Un film de Roland Joffé
Mission a fait couler beaucoup d'encre à sa sortie en 1986. Palme d’or controversée à Cannes et Oscar de la meilleur photo, le film de Roland Joffé était attendu après le très bon La déchirure, qu'il avait réalisé deux ans plus tôt. Cette histoire véridique d'une mission d’évangélisation sur le territoire des indiens Guarani reste toujours aujourd’hui un film d’une puissance rare, par la beauté des images, la grâce divine de la musique d'Ennio Morricone et un très bon duo d’acteurs aux personnalités antagonistes, Jeremy Irons - frère Gabriel, prêtre jésuite, et Robert De Niro - Rodrigo Mendoza, ancien marchand d’esclaves cherchant sa rédemption dans la religion. Il est intéressant de considérer La Mission du titre comme polysémique, pouvant illustrer mission évangéliste envers les indiens, mission du jésuite pour sauver l'âme de Mendoza, et enfin mission de Mendoza pour mener à bien son dernier combat : tout est mission.

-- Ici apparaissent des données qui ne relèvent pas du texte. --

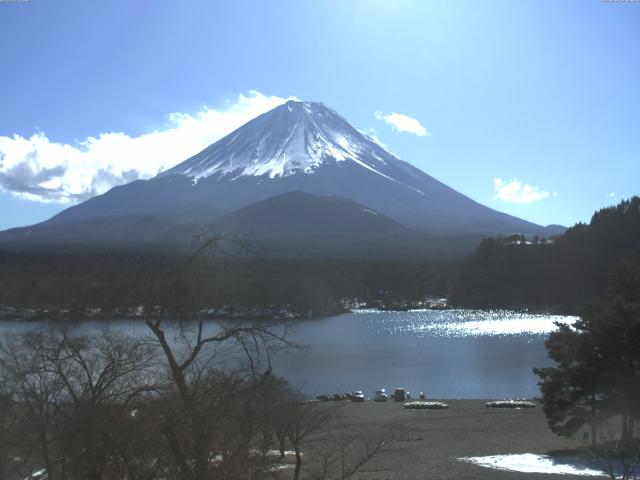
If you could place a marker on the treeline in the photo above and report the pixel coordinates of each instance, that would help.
(562, 275)
(184, 402)
(115, 281)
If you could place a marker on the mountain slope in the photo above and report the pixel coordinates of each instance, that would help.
(301, 223)
(298, 146)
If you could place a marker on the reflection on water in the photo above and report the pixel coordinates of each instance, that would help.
(446, 354)
(464, 323)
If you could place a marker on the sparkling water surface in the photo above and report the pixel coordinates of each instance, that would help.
(444, 353)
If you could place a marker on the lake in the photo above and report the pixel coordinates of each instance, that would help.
(444, 353)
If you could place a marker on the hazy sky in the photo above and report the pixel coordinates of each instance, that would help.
(532, 108)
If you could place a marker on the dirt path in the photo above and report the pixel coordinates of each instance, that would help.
(430, 441)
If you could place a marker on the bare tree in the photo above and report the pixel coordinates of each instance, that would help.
(72, 392)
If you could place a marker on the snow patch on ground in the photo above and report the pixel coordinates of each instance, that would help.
(532, 463)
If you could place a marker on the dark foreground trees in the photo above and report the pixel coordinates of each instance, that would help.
(596, 381)
(192, 401)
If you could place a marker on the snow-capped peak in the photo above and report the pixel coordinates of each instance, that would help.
(294, 138)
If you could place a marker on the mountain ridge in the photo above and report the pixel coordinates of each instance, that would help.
(297, 146)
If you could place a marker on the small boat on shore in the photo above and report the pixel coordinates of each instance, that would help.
(511, 404)
(425, 405)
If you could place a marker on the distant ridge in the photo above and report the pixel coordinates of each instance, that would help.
(296, 147)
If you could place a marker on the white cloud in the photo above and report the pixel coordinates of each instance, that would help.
(403, 123)
(373, 135)
(515, 191)
(39, 169)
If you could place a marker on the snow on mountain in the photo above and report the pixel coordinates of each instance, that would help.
(295, 138)
(296, 147)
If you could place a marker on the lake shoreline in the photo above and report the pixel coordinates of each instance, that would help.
(429, 443)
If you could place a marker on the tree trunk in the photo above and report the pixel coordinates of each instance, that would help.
(296, 473)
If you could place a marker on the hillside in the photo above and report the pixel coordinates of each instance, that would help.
(562, 275)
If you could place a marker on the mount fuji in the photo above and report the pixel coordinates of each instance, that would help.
(297, 178)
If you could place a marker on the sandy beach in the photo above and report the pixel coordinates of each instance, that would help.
(430, 441)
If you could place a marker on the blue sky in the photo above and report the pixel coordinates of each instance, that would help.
(529, 107)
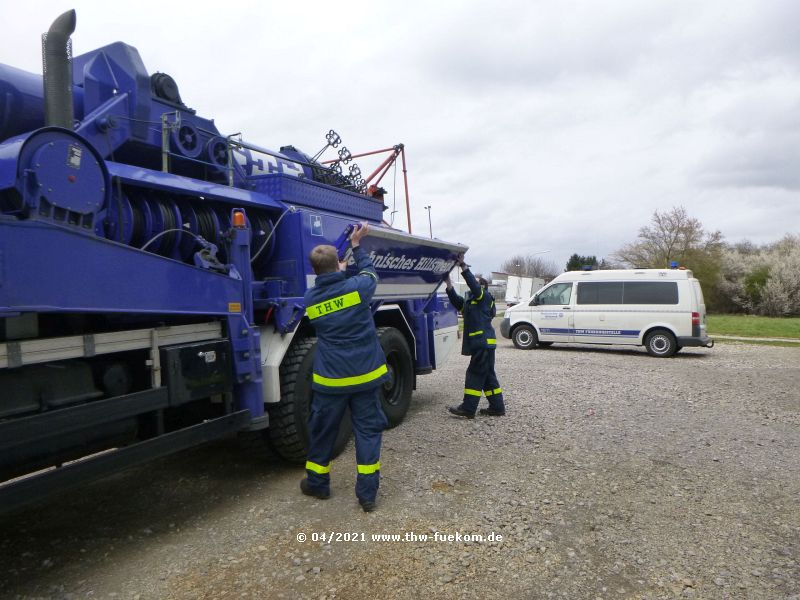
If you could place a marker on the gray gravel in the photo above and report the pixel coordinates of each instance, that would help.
(614, 475)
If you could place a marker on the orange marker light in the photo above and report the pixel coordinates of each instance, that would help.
(238, 219)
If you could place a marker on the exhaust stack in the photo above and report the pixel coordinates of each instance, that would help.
(57, 69)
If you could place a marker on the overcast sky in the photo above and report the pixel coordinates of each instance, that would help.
(529, 125)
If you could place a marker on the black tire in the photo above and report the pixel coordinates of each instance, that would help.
(396, 391)
(524, 337)
(288, 419)
(660, 343)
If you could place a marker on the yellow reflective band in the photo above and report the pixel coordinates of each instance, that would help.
(369, 469)
(317, 468)
(333, 305)
(355, 380)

La lutte entre deux conceptions du monde est le centre vital du film, opposant nature et civilisation, nature et religion. Pendant un temps, la fusion opère d'ailleurs plutôt bien, dans un endroit qu’on croirait sorti d'un livre d’images, et qui s'impose comme un paradis terrestre. Mais l'évangélisation n’est pas le seul but des pays dits civilisés, il s'agit aussi de partager les terres entre espagnols et portugais. Dès lors, les autochtones seront chassés de leur terre, une terre certainement trop belle pour eux de l'avis des ecclésiastes et des politiques. Cependant on pressentait depuis le début que de cette invasion, de cette lutte entre des éléments antagonistes, toutes les forces en présence y perdraient beaucoup. On pourrait ici rapprocher cette impossibilité de nature avec le propos du Narcisse Noir, grand film anglais du duo Powell-Pressburger, les deux œuvres se clôturant par le même constat d’échec. L'extrême cruauté (quoi de pire que l’indifférence au sort d’autrui ?) côtoie donc la plus grande beauté, chaque plan alignant certaines des images les plus splendides jamais vues sur un écran. Le coup de génie du film est sûrement dans le choix du lieu de tournage, les chutes d'Iguaçu, encastrées entre le Brésil et l’Argentine ; somptueuses, quasiment surréelles, elles sont magnifiées par l’art du chef-opérateur Chris Menges. La forêt, envahissante, et les chutes d’eaux, au vacarme tonitruant semblant venir des temps les plus reculés, semblent avoir raison de l’ambition des hommes à les conquérir. Et la musique de Morricone, entre envolées aux accents religieux et mélodies indiennes, de souligner toute la douloureuse beauté d’un film qui constitue, à n'en point douter, une grande réussite.